Simply stated, truth should always be the primary concern when delivering corporate messages. In other words, whatever is publicly said or written about a legal or other crisis must be actually and unconditionally true – no matter how much or little the information being communicated. If a company is unsure of the truth, then as a general rule its message should be limited to only what is known
to be true, even to the point of merely acknowledging the situation and how the company is now in the process of determining what happened. Companies should also remember that their primary stakeholders are their own employees, and therefore messages that become public should first be made internally absent highly unusual circumstances. Some of the most difficult situations for a company come when its own employees are surprised through traditional news sources or more current social media about specific issues that management should have initially and directly addressed with them.
All of that being said, a continuing challenge in today’s digital world of instantaneous communications and social media is that people and organizations that have not earned the right to have a dependable voice for stating the truth still raise their voices – sooner rather than later, and usually without sufficient information or thought. And unfortunately, others listen. It has also long been demonstrated that bad news spreads faster than good, and correcting misinformation is so much harder than taking the initiative to first spread accurate information. Recognizing that reality should perhaps be the most important incentive for companies in crisis mode to not only develop strategies for the more traditional outlets of newspapers, television, radio, and external or internal media releases and memoranda, all of which tend to allow more time to think and prepare, but also strategies that anticipate and monitor the onslaught of the Internet and social media. In our digital world of now rather than later, immediacy can and often does replace accuracy, and it can and often does contain messages that were never meant to be spread. So having a strategy that addresses those dynamics through traditional and more modern media avenues should be a primary goal for any company facing legal issues or other crises expected to attract the public’s eye.
How has the role of employee communication evolved and impacted corporate clients since you began your legal career?
As previously stated, appropriate employee communication is critical for any company. That has always been the case and its importance really has not changed through the years. What has changed, however, is the more recent attitude by many employees that appropriate communication means complete disclosure, that such communication is now expected, and how the internet and social media have now provided those same employees with an immediate public voice that previously never existed. This has also led to an inverse dynamic of having more information taking less time and effort to disseminate, which places added pressure on companies to do and say the right things in the right way and at the right time, especially regarding their own workforce. All of which may have different definitions than what their employees might expect.
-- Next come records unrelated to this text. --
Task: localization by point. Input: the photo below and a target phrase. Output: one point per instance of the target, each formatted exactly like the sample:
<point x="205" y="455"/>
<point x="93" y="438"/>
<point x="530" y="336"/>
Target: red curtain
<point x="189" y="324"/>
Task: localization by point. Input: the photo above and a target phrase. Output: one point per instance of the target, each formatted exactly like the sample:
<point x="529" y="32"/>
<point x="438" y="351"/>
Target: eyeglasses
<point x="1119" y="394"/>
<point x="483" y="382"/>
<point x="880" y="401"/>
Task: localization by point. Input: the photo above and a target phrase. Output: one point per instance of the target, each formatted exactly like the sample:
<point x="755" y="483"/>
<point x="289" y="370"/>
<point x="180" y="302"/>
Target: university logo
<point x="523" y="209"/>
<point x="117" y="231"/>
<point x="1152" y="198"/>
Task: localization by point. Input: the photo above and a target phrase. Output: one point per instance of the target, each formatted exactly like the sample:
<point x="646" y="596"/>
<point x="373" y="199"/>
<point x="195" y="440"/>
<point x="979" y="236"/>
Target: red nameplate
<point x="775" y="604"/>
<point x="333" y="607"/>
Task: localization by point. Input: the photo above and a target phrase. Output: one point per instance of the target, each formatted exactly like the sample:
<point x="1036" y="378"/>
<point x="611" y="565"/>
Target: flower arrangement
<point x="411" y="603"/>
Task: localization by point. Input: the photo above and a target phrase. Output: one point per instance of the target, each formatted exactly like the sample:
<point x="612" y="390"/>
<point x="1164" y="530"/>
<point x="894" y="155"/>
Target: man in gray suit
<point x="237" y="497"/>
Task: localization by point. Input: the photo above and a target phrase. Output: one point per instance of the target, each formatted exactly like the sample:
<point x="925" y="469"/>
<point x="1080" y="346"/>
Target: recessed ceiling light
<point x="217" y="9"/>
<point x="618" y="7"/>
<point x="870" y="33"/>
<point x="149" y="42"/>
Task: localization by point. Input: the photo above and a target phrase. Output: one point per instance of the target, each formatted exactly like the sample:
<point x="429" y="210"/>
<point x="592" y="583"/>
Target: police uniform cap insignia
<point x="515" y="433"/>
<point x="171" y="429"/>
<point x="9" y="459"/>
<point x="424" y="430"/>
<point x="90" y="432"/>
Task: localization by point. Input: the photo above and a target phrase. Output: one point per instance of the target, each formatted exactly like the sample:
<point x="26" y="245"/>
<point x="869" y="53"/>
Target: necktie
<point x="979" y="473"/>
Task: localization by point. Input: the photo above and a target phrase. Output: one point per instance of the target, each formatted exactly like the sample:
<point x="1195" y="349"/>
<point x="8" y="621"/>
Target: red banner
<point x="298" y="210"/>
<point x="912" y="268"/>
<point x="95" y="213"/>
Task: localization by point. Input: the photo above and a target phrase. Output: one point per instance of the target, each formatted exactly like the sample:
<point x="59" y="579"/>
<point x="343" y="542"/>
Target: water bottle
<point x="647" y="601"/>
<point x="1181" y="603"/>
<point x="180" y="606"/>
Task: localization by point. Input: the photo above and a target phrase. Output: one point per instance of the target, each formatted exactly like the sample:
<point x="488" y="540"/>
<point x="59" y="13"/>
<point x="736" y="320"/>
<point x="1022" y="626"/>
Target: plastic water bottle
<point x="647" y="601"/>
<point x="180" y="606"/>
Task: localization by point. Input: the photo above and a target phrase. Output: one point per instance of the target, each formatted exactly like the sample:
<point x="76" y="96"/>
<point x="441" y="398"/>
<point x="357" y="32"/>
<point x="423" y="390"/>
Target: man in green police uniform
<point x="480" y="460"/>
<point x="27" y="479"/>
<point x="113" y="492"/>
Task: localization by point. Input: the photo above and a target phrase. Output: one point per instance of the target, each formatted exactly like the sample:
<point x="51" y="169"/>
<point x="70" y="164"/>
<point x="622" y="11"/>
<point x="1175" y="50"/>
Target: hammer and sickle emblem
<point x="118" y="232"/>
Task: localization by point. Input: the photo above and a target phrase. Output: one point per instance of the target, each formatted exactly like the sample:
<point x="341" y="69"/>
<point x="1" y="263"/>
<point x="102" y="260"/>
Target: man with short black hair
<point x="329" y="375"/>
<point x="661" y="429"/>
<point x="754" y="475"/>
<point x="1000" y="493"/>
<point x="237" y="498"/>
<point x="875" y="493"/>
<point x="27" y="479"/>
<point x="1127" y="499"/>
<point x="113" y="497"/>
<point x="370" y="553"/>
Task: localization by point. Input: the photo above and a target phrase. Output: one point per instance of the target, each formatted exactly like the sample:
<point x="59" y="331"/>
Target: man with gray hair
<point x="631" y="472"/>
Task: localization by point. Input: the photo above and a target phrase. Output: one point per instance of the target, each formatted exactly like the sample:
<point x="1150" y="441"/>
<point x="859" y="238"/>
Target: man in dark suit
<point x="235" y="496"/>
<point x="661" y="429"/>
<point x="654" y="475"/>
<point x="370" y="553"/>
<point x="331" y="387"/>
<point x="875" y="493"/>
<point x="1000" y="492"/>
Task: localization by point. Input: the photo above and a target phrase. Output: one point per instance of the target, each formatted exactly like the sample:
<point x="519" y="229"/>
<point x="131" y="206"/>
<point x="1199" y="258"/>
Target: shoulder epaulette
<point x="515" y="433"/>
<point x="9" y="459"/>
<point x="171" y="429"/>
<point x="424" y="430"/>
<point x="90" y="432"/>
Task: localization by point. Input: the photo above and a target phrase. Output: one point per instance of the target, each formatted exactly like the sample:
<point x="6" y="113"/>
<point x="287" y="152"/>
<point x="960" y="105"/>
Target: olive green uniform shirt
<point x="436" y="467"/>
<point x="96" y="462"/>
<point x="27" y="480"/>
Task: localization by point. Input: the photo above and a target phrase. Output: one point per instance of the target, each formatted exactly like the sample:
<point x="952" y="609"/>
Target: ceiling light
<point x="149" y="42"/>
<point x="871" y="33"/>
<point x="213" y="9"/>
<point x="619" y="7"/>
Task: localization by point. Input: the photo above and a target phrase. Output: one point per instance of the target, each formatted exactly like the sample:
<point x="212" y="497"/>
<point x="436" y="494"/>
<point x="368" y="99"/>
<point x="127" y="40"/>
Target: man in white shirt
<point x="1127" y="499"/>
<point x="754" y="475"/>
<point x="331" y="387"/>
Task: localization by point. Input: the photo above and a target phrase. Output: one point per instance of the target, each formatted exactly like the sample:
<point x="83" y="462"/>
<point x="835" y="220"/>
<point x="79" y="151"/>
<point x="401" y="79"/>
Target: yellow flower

What learnings could you share, in the age of social media, as to winning in the court of public opinion and safeguarding corporate reputation versus winning in the court of law?
Hopefully these concepts are not mutually exclusive – and it’s been my experience that they not only overlap but are almost always connected. Nevertheless, there have certainly been times when what is legal for a company to do is not what is best to do, at least not in the court of public opinion or to help safeguard the company’s reputation. And there have also been times when the reverse is true –
i.e., what is best for a company to do regarding public opinion or its reputation is not the most appropriate course due to particular legal reasons. And frankly, sometimes for other legal reasons those particularized causes cannot and should not be explained in a public forum regardless. All of which is a long way of saying that this determination invariably depends on specific circumstances too numerous to mention. However, if the principles discussed above are followed, especially those regarding truthful messages tempered by what may or may not be appropriate in a given circumstance at a specific point in time, then that’s really the best a company can do. And if that is what occurred, then truly no regrets – no matter what the ultimate outcome.